Creating characters-or-Listening to the voices in my head.

When I’m writing, one of the first things I like to do is get to know my characters. I spend time daydreaming about who they are. Do they have hobbies? What kind of food do they eat?  What was the absolute worst most embarrassing thing that has ever happened to them? What are their dreams and fears? I’ll spend a long time doing this, jotting down notes. At first I get a lot of things wrong, but eventually my characters start to develop a life of their own. And that’s when they start talking to me.

I’m not joking.

When a character takes shape I can hear her shouting at me in the back of my head. (I imagine a more polite character would gently clear her throat to correct me in the nicest way possible, but I haven’t written one like that yet).

‘No!’ they holler. ‘I wouldn’t wear that! Not enough pockets!’

-or-

‘That might be how you walk down the street, but not me! I have way more rhythm than that!’

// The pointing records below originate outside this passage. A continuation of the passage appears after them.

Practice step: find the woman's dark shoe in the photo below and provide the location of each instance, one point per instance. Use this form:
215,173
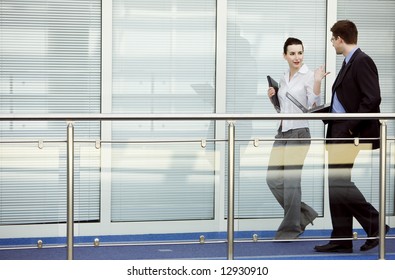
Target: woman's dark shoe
333,248
310,221
371,243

Here is the first real thing Alice Jones said when I asked her to introduce herself:

My name is Alice Jones. I’m a detective. I’m also a schoolgirl. In fact, if you were to draw a Venn diagram labeled Fig. 1: Alice Jones, it might look something like this:

AJVennIgnore that small circle in the corner. That’s not important!”

 

Of course, once she said THAT I just had to know what that Little Miss Friendship business was all about. I also knew Alice was real and ready to move out of my head and into a book of her own.